Chart 8 - Midtown Asking Rents by Store Size, 2000-2002

Existing Conditions in the Retail Market

The recent performance of the retail market indicates that, despite the decline in the local and national economy, there is still healthy demand for retail space in Midtown Manhattan. The Real Estate Board of New York (REBNY) recently completed their fall retail report for Midtown, which indicates that retail asking rents per square foot are up in 3 of 5 categories over the past year, when tracked by store size. Over the past 2 years, rents are up in all categories.

Despite the strength of the Midtown retail market, little growth has occurred within the approximately 1.7 million SF of retail inventory within the Fashion District. The lack of growth is considered to be a result of several factors unique to this area. First, the current demand for retail on the side streets is limited since:

  • Retail frontage along the side streets is not contiguous but is interrupted by loading docks and warehouse space,

  • Pedestrian traffic is limited throughout the day,

  • Trucks and deliveries impede pedestrian flow and the ability to merchandise effectively.

Secondly, retail performance on the avenues is held back by current conditions including:

  • Non-contiguous retail uses with intermittent wholesalers,

  • Inadequate merchandising and signage,

  • Non-complimentary tenant mix and no cohesive leasing plan.

Retail potential on both the side streets and avenues is also affected by the demographic profile of the area. The small number of residents, and the limited spending power associated with them, limits prospects for attracting customers outside of normal business hours. Retailers and restaurateurs consider this a drawback to doing business in "9-to-5" areas such as the Fashion District, which also helps to explain why there has been little investment in either retail or restaurants in the area.

Finally, substantial destinations retailing both to the north (Times Square) and the south (Macy’s, Herald Square and 34th Street) of the district draw such a large amount of retail spending that it is difficult to lure shoppers away from those areas and inside the district without the presence of a major destination of its own.

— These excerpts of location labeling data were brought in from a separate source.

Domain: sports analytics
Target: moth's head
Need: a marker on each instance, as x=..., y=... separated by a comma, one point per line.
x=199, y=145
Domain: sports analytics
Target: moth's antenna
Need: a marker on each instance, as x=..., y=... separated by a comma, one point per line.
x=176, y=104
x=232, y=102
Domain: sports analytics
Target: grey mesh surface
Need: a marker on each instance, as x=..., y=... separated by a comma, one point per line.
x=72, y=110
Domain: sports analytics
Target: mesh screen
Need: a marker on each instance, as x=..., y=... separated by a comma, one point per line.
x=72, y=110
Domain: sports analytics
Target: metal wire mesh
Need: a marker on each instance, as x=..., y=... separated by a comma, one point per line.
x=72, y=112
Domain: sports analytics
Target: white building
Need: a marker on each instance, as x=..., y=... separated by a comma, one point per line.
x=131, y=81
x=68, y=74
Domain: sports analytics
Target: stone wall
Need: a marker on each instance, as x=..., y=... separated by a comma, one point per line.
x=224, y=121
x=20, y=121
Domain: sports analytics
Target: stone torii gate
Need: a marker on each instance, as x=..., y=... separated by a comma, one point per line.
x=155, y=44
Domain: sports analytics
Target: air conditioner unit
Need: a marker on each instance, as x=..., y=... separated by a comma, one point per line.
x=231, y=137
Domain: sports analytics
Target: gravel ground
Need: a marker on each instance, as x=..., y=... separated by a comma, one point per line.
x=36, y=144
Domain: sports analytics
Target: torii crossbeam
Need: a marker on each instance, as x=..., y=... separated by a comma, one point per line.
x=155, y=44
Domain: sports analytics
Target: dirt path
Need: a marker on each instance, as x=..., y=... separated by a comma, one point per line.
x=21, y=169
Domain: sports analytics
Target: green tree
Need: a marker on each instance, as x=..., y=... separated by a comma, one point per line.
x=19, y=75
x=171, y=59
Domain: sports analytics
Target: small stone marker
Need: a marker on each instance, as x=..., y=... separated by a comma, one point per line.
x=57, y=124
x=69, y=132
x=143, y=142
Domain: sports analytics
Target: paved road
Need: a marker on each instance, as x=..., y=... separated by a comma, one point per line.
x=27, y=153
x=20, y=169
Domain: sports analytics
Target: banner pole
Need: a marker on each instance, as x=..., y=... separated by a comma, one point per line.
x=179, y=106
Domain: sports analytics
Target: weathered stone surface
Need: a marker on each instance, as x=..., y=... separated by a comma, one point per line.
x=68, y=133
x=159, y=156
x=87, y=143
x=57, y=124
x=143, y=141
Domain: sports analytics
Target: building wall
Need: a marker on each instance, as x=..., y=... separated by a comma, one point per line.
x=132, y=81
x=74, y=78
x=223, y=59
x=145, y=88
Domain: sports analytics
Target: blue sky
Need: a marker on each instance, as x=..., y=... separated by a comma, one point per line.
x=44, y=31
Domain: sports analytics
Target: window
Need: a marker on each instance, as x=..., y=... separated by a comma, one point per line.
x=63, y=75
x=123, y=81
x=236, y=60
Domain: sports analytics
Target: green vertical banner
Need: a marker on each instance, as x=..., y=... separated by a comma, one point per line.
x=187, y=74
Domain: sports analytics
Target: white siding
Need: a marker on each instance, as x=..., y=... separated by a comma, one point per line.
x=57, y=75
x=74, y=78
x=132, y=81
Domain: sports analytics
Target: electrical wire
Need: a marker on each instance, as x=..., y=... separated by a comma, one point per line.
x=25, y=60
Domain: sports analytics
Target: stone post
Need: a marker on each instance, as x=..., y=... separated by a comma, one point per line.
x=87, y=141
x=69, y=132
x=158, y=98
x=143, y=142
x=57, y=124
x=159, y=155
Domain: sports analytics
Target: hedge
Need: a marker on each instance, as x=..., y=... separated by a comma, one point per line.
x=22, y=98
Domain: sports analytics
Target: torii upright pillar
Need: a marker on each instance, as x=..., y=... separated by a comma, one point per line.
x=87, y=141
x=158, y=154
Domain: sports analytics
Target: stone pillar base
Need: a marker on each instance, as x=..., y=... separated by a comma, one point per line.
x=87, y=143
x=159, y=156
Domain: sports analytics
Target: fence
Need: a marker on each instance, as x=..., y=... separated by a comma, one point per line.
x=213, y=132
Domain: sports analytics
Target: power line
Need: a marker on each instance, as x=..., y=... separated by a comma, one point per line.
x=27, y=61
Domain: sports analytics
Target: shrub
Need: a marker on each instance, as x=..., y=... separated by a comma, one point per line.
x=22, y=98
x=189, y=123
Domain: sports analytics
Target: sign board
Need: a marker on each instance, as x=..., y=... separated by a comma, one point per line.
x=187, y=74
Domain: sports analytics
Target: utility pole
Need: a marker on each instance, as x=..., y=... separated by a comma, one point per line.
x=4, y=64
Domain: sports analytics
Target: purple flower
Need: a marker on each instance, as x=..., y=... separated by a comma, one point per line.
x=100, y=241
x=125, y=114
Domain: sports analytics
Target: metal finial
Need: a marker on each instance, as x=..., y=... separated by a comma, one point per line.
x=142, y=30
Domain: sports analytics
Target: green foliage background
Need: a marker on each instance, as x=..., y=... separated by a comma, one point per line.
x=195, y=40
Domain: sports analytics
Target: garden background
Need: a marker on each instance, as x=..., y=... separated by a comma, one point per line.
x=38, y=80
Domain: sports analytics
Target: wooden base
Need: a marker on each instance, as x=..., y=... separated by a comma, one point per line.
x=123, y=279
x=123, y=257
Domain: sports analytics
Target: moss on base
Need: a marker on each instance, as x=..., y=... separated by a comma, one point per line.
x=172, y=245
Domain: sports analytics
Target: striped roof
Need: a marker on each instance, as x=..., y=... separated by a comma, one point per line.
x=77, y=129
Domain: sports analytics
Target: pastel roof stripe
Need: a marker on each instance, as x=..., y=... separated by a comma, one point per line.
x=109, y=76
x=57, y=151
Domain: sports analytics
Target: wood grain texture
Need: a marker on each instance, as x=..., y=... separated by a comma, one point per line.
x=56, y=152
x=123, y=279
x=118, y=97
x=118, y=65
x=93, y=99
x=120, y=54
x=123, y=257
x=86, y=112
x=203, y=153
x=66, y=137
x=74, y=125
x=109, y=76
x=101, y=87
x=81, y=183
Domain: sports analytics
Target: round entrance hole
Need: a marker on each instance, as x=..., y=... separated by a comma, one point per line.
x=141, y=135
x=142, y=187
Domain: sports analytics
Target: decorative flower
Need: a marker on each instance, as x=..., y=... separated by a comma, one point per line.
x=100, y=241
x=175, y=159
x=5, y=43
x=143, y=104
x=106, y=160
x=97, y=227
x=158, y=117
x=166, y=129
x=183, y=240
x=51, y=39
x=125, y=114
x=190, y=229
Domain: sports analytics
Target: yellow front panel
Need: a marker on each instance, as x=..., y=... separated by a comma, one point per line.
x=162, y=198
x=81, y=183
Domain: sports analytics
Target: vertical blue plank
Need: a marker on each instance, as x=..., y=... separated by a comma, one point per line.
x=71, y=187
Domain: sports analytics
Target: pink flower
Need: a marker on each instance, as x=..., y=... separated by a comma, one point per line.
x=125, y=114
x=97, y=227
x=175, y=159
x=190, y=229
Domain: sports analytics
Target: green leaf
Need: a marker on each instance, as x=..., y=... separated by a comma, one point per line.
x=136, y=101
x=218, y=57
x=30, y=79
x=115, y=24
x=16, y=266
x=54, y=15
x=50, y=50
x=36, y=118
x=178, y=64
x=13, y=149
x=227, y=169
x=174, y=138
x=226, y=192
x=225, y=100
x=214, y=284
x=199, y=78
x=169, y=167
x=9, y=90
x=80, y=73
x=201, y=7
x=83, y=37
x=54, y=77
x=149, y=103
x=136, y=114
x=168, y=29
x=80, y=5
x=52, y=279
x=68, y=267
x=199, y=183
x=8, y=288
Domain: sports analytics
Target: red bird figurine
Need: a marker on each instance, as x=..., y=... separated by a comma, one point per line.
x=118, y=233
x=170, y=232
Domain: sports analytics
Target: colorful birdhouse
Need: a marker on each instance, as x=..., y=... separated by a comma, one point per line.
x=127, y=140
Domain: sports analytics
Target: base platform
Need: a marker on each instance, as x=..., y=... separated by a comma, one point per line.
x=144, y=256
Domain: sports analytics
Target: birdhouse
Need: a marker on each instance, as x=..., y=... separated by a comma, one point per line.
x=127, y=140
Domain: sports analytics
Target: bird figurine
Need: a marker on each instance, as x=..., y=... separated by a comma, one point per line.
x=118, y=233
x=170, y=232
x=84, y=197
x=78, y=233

Even with the large pedestrian counts that already exist along the avenues in the district, given the variety of negative factors influencing the current retail environment and the surrounding competition, those pedestrians are decidedly on their way somewhere else and are not likely to stop in the district to shop. To reverse this trend, the retail plan will need to include nodes of destination retailing or entertainment cultural opportunities to attract pedestrians and increase potential sales within the Fashion Center district.

Studying the Retail Potential

The Economic Profile 2002 by Robert B. Pauls, LLC indicates that estimated spending from local residents and employees plus visitors and tourists could support an additional 544,000 SF of retail space in the Fashion District. In the absence of additions to supply, Pauls indicates that the existing supply could improve performance. However, based on the study team review of the Pauls analysis, it seems that the demand estimates may be somewhat aggressive, given that a capture rate of 100 perfect was applied to the estimated spending from employees within the district. The true capture rate is likely to be somewhat lower, however finding this rate and determining the associated implications for retail potential in the Fashion District require further analysis. Any progress in addressing the identified limitations for the retail market would allow the Fashion District to capture a greater share of the demand created by new development in the vicinity. Although it is unlikely that increased retail demand would result in any significant increase in retail supply in the area (due to the configuration of existing retail frontage) the merchandising mix and performance of the existing retail could be improved substantially.